Le premier débat du Conseil de paix et de sécurité (CPS) de l’UA sur la SAMIM n’a eu lieu qu’en janvier 2022, six mois après son déploiement. Le CPS a approuvé de manière rétroactive le mandat de la mission et a demandé à ce que ses contingents militaires bénéficient d’un financement et d’une assistance matérielle adéquats.

L’UA considère la SAMIM comme l’un des premiers déploiements de la Force africaine en attente — un rouage essentiel de son dispositif de paix et de sécurité. Les protocoles de la Force africaine en attente stipulent qu’une coordination, notamment de la part du président de la Commission de l’UA, est nécessaire en cas de déploiement. Dans le cas du Mozambique, une telle coordination est pour l’heure inexistante.

La SADC n’a sollicité le soutien de l’UA que lorsqu’elle a eu besoin de fonds pour prolonger le mandat de la mission au-delà de ses six premiers mois. Au début du mois d’avril, elle a finalement reçu un premier versement de 2 millions d’euros de la part de l’Union européenne par le canal du mécanisme de réaction rapide de l’UA. La SADC espère également obtenir un financement du Fonds pour la paix de l’UA, qui dispose de plus de 230 millions de dollars US provenant des contributions de ses États membres.

La SADC s’est engagée à rechercher des solutions globales et à long terme à la crise en cours. Le mois dernier, une mission d’évaluation de la SADC s’est ainsi rendue à Cabo Delgado pour discuter de la mise en œuvre de projets de renforcement des capacités avec les acteurs locaux et les organisations internationales. La SADC a également chargé le chef de la SAMIM de coordonner l’aide humanitaire aux personnes déplacées à l’intérieur du pays et les États membres ont promis une aide alimentaire et humanitaire aux victimes des violences.

Les protocoles de la Force africaine en attente stipulent qu’une coordination est nécessaire en cas de déploiement

Compte tenu de son orientation régionale et de ses efforts pour adopter une approche multidimensionnelle, le déploiement de la SAMIM constitue une première pour la région, ce qui est encourageant. Son succès dépend toutefois de l’adhésion des populations locales et de la bonne coordination avec le Mozambique et le Rwanda.

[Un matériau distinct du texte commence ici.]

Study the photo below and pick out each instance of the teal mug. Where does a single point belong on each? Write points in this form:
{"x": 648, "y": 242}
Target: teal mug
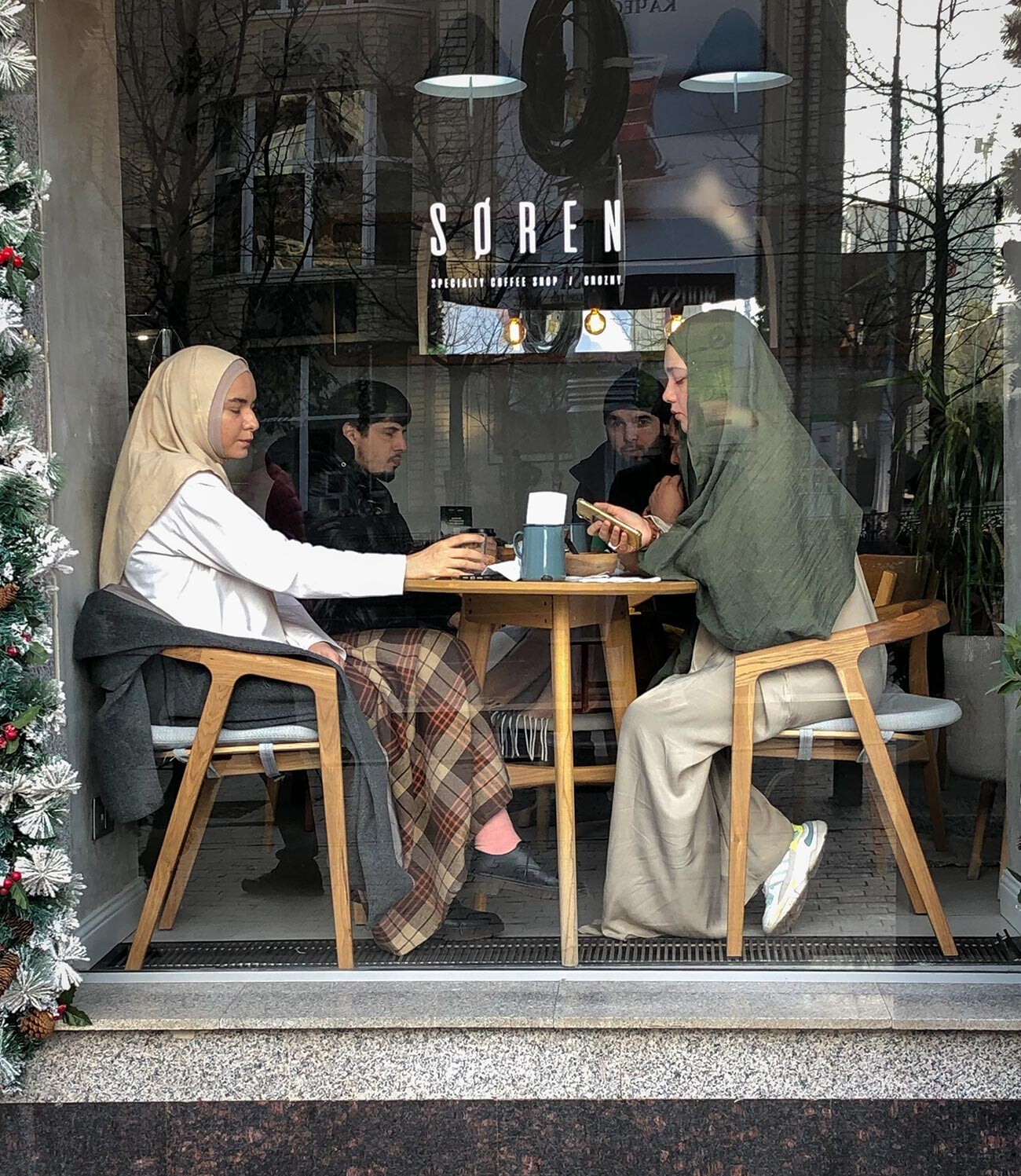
{"x": 540, "y": 551}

Par ailleurs, la concentration de ressources naturelles considérables à Cabo Delgado contribue à accroître les enjeux. L’année dernière, les menaces que l’insurrection faisait peser sur les investissements de la filière du gaz naturel liquéfié, estimés à environ 60 milliards de dollars US, ont conduit TotalEnergies à suspendre ses activités. La société demande la mise en place d’un périmètre de sécurité de 30 kilomètres autour de ses projets avant d’envisager une reprise.

Alors que l’UA réfléchit à différentes options pour lutter contre le terrorisme en Afrique, les décisions adoptées devront tenir compte des contextes locaux et les mesures prises devront être modulables. En outre, la coordination entre toutes les parties prenantes est indispensable. Au Mozambique, les contingents militaires sont déployés dans une zone relativement restreinte où les groupes extrémistes violents, tout comme les populations locales, se déplacent constamment. La mise en œuvre de stratégies conjointes et concertées entre ces acteurs permettrait d’obtenir de bien meilleurs résultats.